2012 : A forgettable year for Motown

Seldom is it that a year that begins with such promise and hype ends as one that is forgettable and beset with regrets. 2012 was one such example. It began with a bang with the biennial New Delhi Auto Expo, the show piece event for the domestic industry. And it ends almost with a whimper.

The insipid festive season and stubbornly sluggish sales making everybody pray for the new year. As the year draws to a close, it is worthwhile to look at some of the highs and lows.

The highs

SUVs, SUVs and more SUVs

The scramble for diesel car among consumers had to manifest itself in a shift towards bigger cars. But what led to a exponential surge in demand for SUVs was the entry of affordable compact vehicles like Renault Duster and Maruti Ertiga. Easily the two biggest success stories of this year, it brightened the prospects of an upstart of a company and revived the fortunes of another. Even in a sluggish demand scenario, the appetite for SUVs remains high. The segment has grown by over 60% this year, a stratospheric number when compared to the industry’s by and large Hindu rate of growth this year. And the story is likely to continue in 2013 and beyond. Coming up next are Ford EcoSport, Maruti XA Alpha and Hyundai Hexa Space.


It is quite uncommon to script in a company as one of the year’s highs but such was Audi’s aura this year. The German firm defied laws of gravity and laughed off suggestions of sluggish demand for luxury cars in India with a near 60% jump in sales. In the process it overtook Mercedes to become the second largest luxury car maker in India and is now at a sniffing distance away from leader– BMW. They have had their share of criticisms though. Rivals have berated Audi for steep discounting and below the belt marketing gimmicks. High brow technicians and engineers scowl at their supposed lack of ingenuity. How, for example, does the 2.0 litre Volkswagen turbo diesel engine finds itself in such a wide variety of cars like an Audi Q3, Q5, A4, A6, Skoda Yeti, Laura, Superb, Volkswagen Jetta and Passat. “Buy a Yeti and you will get a Q3 for half the price,” a rival once remarked. “So much for Vorsprung durch technik.” (Progress through technology)

In the market place though, what sells is a success. And what is successful, is right. In 2012, Audi was so right.


To be fair to it, the Swift has always been a high each year ever since it was launched in the summer of 2005. Many say, it is a success that keeps Maruti afloat in India. And hence, Suzuki globally. That may be an exaggeration but to say that the Swift is a legend in India would not be a stretch.

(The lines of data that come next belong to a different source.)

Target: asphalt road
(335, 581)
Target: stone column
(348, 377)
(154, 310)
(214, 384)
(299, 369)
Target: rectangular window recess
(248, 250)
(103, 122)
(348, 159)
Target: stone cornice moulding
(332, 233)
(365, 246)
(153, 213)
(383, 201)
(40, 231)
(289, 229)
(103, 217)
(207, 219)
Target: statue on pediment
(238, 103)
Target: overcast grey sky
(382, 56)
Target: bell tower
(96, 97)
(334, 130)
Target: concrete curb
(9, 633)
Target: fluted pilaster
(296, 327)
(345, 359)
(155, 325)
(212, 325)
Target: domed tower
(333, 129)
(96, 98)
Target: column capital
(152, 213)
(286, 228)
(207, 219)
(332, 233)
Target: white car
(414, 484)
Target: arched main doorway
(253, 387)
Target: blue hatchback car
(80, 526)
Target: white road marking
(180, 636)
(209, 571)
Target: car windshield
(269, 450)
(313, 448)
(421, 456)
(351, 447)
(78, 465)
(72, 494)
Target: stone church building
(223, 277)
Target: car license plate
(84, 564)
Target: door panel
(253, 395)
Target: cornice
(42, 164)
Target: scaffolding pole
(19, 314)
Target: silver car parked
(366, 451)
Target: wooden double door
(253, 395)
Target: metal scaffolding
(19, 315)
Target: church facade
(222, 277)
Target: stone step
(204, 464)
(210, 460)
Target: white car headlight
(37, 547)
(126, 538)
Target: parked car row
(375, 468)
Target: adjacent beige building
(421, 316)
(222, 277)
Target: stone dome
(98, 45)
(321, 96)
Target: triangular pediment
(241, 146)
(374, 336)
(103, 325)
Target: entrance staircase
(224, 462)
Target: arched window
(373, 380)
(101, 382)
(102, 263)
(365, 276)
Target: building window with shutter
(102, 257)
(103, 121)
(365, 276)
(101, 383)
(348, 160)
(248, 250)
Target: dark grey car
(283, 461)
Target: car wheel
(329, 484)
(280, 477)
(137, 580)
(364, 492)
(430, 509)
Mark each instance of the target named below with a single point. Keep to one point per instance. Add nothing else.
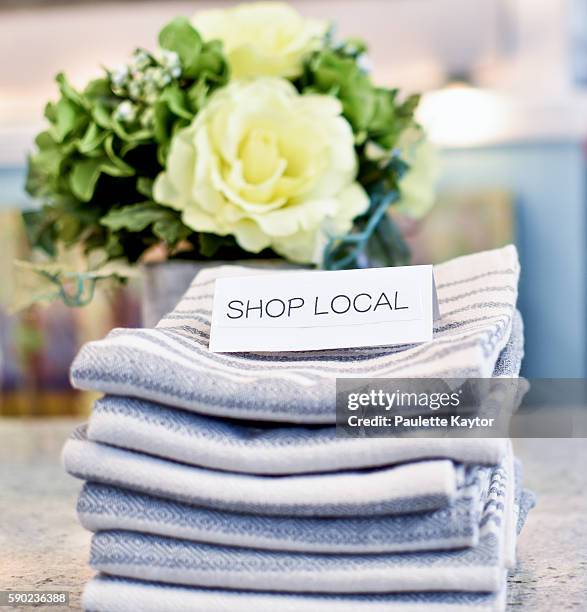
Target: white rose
(270, 166)
(263, 38)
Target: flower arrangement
(249, 132)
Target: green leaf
(40, 229)
(145, 186)
(135, 217)
(177, 101)
(123, 168)
(180, 36)
(102, 115)
(98, 88)
(171, 230)
(92, 139)
(66, 119)
(84, 176)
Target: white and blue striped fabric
(171, 364)
(217, 483)
(456, 525)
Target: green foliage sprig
(95, 164)
(378, 118)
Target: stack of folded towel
(216, 482)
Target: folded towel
(111, 594)
(257, 449)
(412, 487)
(115, 594)
(171, 364)
(105, 508)
(479, 569)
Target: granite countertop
(43, 547)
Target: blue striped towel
(171, 363)
(478, 569)
(107, 508)
(411, 487)
(112, 594)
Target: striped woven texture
(216, 482)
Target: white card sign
(299, 311)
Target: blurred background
(505, 99)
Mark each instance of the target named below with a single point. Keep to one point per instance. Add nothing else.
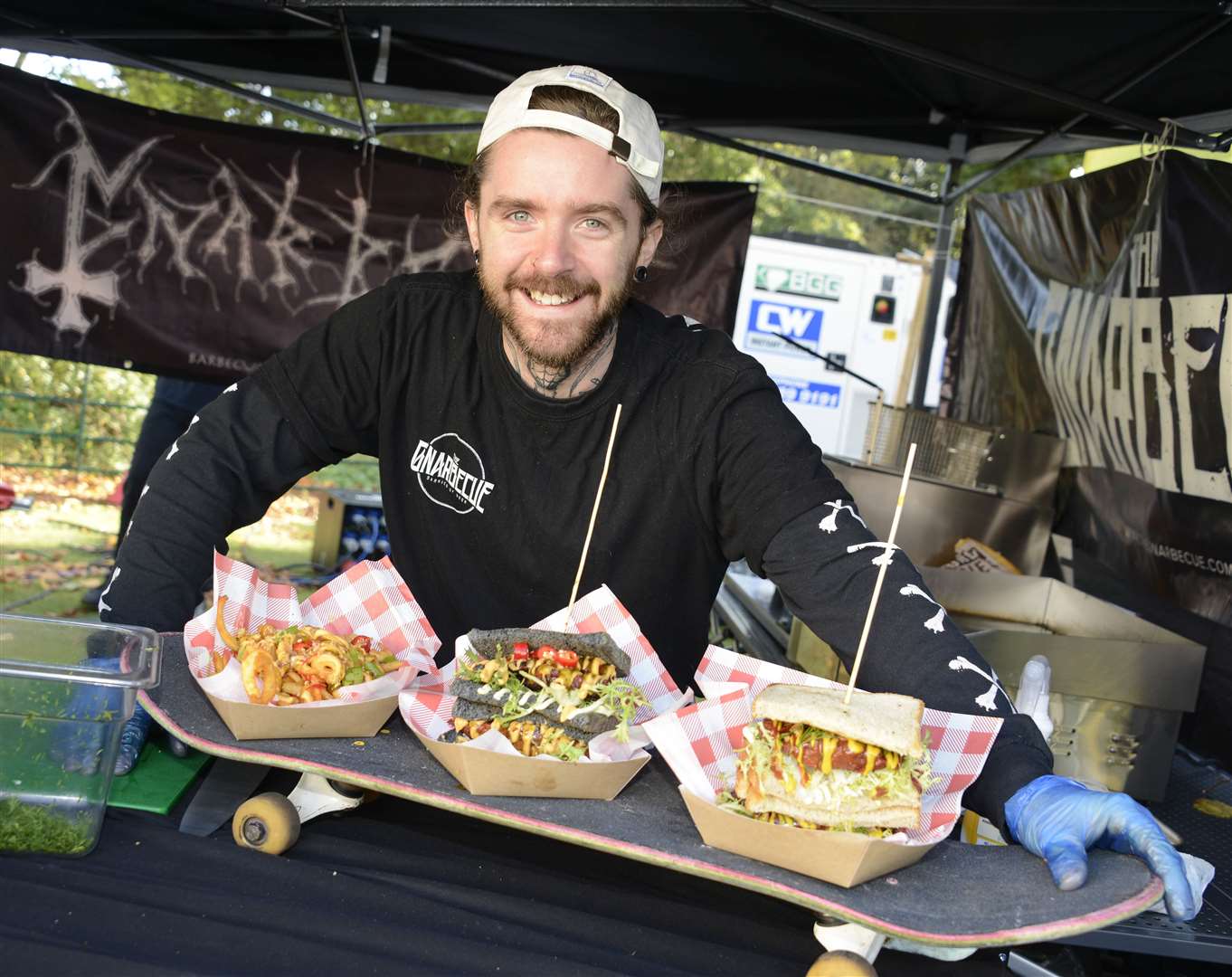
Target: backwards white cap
(636, 143)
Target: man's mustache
(554, 283)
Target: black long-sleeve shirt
(488, 488)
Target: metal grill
(948, 450)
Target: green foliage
(47, 419)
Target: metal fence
(67, 434)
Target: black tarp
(194, 248)
(1098, 309)
(721, 64)
(393, 887)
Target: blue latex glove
(1058, 820)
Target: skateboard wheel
(268, 822)
(840, 963)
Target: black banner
(190, 248)
(1098, 309)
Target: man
(488, 398)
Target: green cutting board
(156, 782)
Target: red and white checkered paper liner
(426, 705)
(700, 742)
(370, 599)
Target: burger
(547, 691)
(810, 760)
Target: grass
(51, 555)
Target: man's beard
(523, 334)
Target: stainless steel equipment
(1119, 683)
(939, 514)
(1017, 465)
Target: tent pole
(355, 75)
(940, 266)
(1210, 27)
(807, 164)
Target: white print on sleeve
(830, 523)
(887, 552)
(934, 623)
(989, 700)
(175, 446)
(102, 604)
(133, 517)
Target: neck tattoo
(562, 382)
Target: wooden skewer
(881, 572)
(594, 513)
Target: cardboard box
(500, 775)
(841, 858)
(248, 721)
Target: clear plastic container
(65, 691)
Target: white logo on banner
(1123, 384)
(210, 241)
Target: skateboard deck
(959, 895)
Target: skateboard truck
(850, 947)
(270, 822)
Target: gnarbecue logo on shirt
(451, 473)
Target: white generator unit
(854, 308)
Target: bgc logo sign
(769, 320)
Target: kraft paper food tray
(698, 745)
(503, 775)
(371, 599)
(840, 858)
(426, 707)
(248, 721)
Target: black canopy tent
(946, 81)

But why it figures in this list is for one unforeseen reason.

In May, it became only the third model in the post liberalised era to become the largest selling passenger car in India overtaking a much lesser priced stablemate–Alto. A revised version of the latter in the second half of this year and labour unrest at the factory where the car is made during the middle of the year, restricted Swift’s march, but May showed what just could maybe the future–Swift as the largest selling car in the country.

The lows

New Delhi Auto Expo

Some may say it was always, a disaster waiting to happen. Some others would argue, it has always been a disaster. But this year’s event, which was the 11th edition of the franchise, was such a colossal failure that even the staunchest optimist would cringe. The mayhem that ensued on the second day of the event, a day when only media was allowed, forced M&M Chairman Anand Mahindra to comment that the melee resembled a Kumbh Mela. From bored office executives to kids bunking schools and colleges, everybody turned up to have a look at the cars and the short skirts. How did they manage it…the effervescent Indian jugaad. It forced a bemused fellow journalist from UK to say “You guys may have learnt how to make world class cars, you still dont know how to host a world class event.” Coming straight after the error ridden Commonwealth Games of 2011, it did not really puff up my chest. To avoid a repeat, the Expo now finds a new home in 2014, in faraway Greater Noida. The crowds may give it a miss now but the organisers refuse to desert the show. The problem, like Kalmadi, stays where it was.

Maruti Labour unrest

The ugly side of a militant labour strife returned at the ill fated Manesar factory of Maruti on July 18 evening. Two hours of mayhem at the factory’s shopfloor when workers ransacked the premises left senior HR manager Awanish Kumar Dev dead and at least 100 others injured. The factory had to be shut for a month as the killers–mostly members of the new union formed at the factory–went on a hiding. They were all caught eventually but Maruti’s proud record of having the best industrial labour relations in the industry was besmirched forever. Over 500 workers were sacked and cases are being heard against 150 arrested by the police for direct involvement in the violence on that day. This was the first ever instance when somebody had died due to violence at the shop floor in a company as big as Maruti. Without doubt, a tragedy unlike any other. Five months down the line Manesar, that produces blockbuster models like Swift and Dzire, remains at an edge. An arrogant company and impatient workforce has overnight turned a factory into an active volcano.